The Reserve Bank of India’s decision to withdraw higher denomination notes is expected to have a significant impact on the adoption of the central bank’s retail digital currency project, E-RUPI. As the project moves from its beta-testing phase within the Close User Group (CUG), stakeholder banks are actively preparing to onboard selected merchants and retail individuals onto dedicated apps. With the absence of higher denomination notes, the stage is set for an accelerated adoption of E-RUPI, both alongside physical fiat currency and as a preferred mode for merchant transactions.

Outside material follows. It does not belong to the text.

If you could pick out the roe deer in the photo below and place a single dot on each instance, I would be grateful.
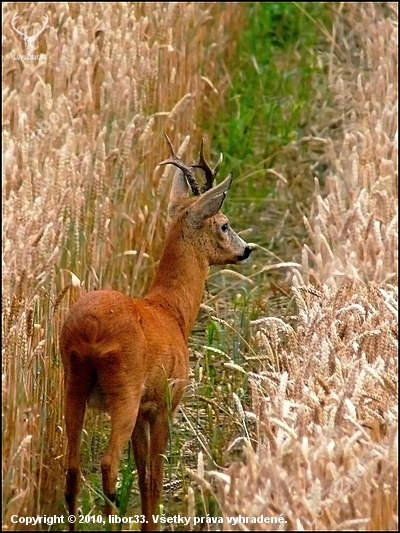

On May 19, 2023, RBI announced the withdrawal of Rs 2000 denomination banknotes from circulation as part of its currency management efforts. As of March 2023, Rs 2000 notes accounted for 10.8% of the total currency value, amounting to Rs 3.62 lakh crore. According to RBI Governor’s recent statement on June 8, approximately Rs 1.8 lakh crore of Rs 2000 notes have been returned to the system, with 85% (Rs 1.5 lakh crore) deposited and the remainder exchanged for smaller denominations.

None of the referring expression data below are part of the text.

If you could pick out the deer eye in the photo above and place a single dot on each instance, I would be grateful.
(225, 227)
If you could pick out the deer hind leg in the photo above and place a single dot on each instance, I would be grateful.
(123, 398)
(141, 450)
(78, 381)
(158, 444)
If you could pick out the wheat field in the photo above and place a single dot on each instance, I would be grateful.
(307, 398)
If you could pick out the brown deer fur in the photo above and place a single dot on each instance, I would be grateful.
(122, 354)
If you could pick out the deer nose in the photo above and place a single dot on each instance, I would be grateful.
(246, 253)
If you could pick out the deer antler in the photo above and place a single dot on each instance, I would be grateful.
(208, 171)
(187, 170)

According to a special report from the State Bank of India’s Economic Research Department, even as Rs 1.5 lakh crore of Rs 2000-rupee notes has been deposited at the banks, this implies that the amount spent/exchanged by people over the counter is Rs 60,000 crore (Rs 1.5 lakh crores net of Rs 90,000 crore decline in currency in circulation Rs 60,000 crores). This could also result in a bank deposit boost, repayment of loans boost, consumption boost, RBI retail CBDC boost and a possible GDP boost.

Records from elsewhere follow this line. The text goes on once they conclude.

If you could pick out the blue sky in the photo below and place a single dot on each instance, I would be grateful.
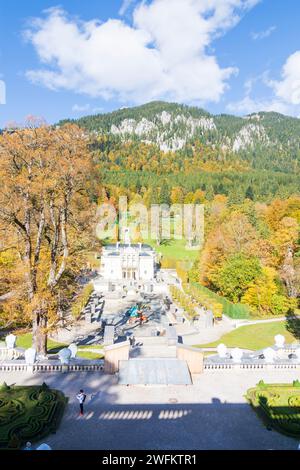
(73, 58)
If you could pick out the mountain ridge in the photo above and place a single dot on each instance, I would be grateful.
(173, 126)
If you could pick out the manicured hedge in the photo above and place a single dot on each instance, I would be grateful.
(278, 405)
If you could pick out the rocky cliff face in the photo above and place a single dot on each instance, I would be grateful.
(171, 132)
(171, 126)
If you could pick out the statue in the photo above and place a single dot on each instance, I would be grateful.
(222, 350)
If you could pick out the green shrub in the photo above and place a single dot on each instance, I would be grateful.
(229, 309)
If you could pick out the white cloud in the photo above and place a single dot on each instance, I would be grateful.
(284, 95)
(250, 105)
(263, 34)
(288, 89)
(125, 6)
(163, 55)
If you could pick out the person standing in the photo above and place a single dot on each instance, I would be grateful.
(81, 396)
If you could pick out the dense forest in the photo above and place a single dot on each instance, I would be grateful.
(246, 177)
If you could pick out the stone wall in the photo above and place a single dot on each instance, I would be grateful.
(114, 354)
(192, 356)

In accounting terms, as the RBI generates liabilities/currency in circulation, it must be matched by the creation of assets / open Market Operations of purchase /sale of Government securities of the same magnitude. Thus, it is most likely that the entire amount will come back into the system. However, the seasonally adjusted decline in currency in circulation during the same period is only around Rs 90,000 crore.
The ‘precision strike’ by RBI hits the right notes on multiple counts, taking pressure off substantially from the near war-like quest for deposits from the banking system while also smoothening the bias for higher interest rates going forward. Additionally, the move effectively anchors the surge in incremental C/D ratio, nearing pre-pandemic levels, by filling the coffers and keeping banks ready to meet funding needs from diverse sectors, as per the SBI report.
The short-term rates (CPs) should ease from upper crest, in alignment with smoothening of benchmark yields while CDs raising by banks to fund the credit/investment demands should also find a rational footing. With overseas markets remaining choppy (further consolidation of mid and small size banks in AEs looks certain going ahead with elevated Fed rates distorting the flimsy equilibrium of yesteryears), Indian banks should get more elbow room to meet the demands from corporates to fund their expansion plans through a mix of credit facilities. Deposit in the banking system through corporates is witnessing smart traction, majorly through bulk deposits, as better returns with liquidity and safety has made bank deposits a favourite alternative for corporates from diverse strata including PSUs and NBFCs.